1/10
Paint by numbers for the masses---basically garbage
23 September 2012
Warning: Spoilers
I should have trusted my instinct and avoided this movie based on the title. I pictured some sort of feel good propaganda capable of passing Chinese censorship.

Li Cunxin a Chinese ballet dancer catches the eye of Ben Stevenson the Houston ballet director who is touring China in the 1970s. Ben brings him to the US as a student and makes him a star. Li marries and defects. In the end he is reunited with his family and makes a glorious visit to his homeland with his second wife. In the final scene he and his wife (also a ballet dancer) freeze in the cliché triumphant glory pose (arms together pointing to infinity) of Chinese opera. It is sickening.

Another reviewer said this was paint by numbers for the masses-- Basically accurate. It made millions at the box office. Every cliché known to the genre is in this thing....the sudden need to replace the lead dancer hours before curtain call. The wise sage teacher who supplies the magic anecdotal encouragement to motivate a discouraged student. This is an autobiography--where are the negatives that would make this guy human?

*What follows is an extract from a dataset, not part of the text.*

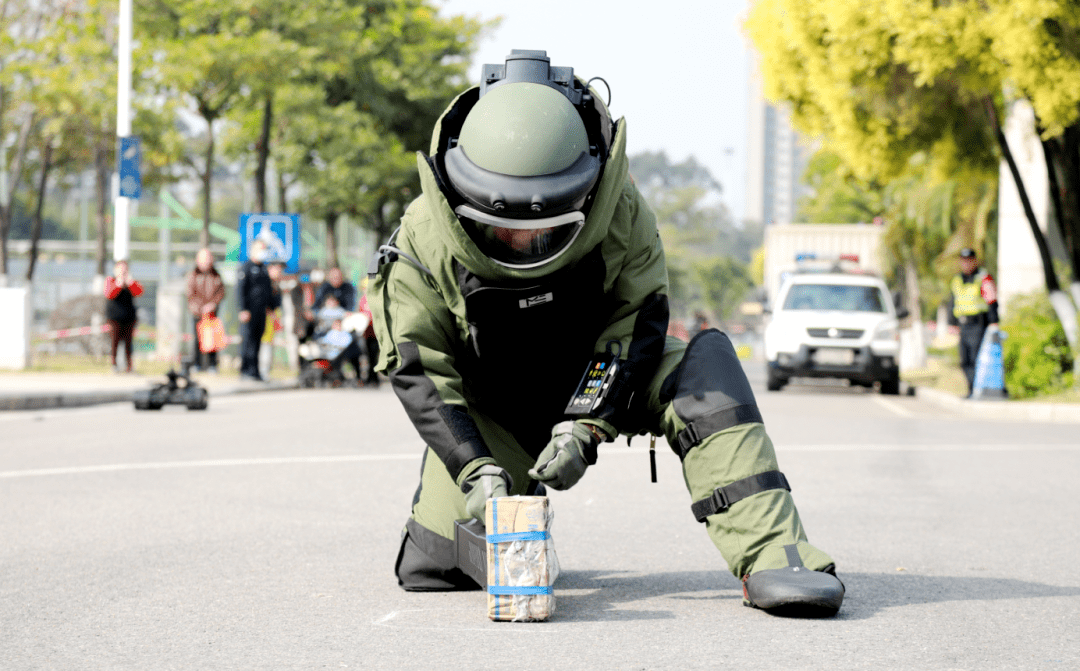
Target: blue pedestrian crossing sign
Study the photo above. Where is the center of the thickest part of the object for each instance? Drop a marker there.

The excessive ambition maybe a few dirty tricks he regrets--none of that.

I personally hate movies that throw up signs on how the viewer is supposed to feel and think every 10 seconds.

The acting directing and story is cheesy (overdone inauthentic exaggerated) Ben Stevenson (Bruce Greenwood) gets an F for unconvincing gay mannerisms he should have studied Paul Lynn.

One flaw of Netflix Streaming is you cannot fast forward...however with about an hour to go I began to skip ahead 5 minutes at a time-- it is that bad.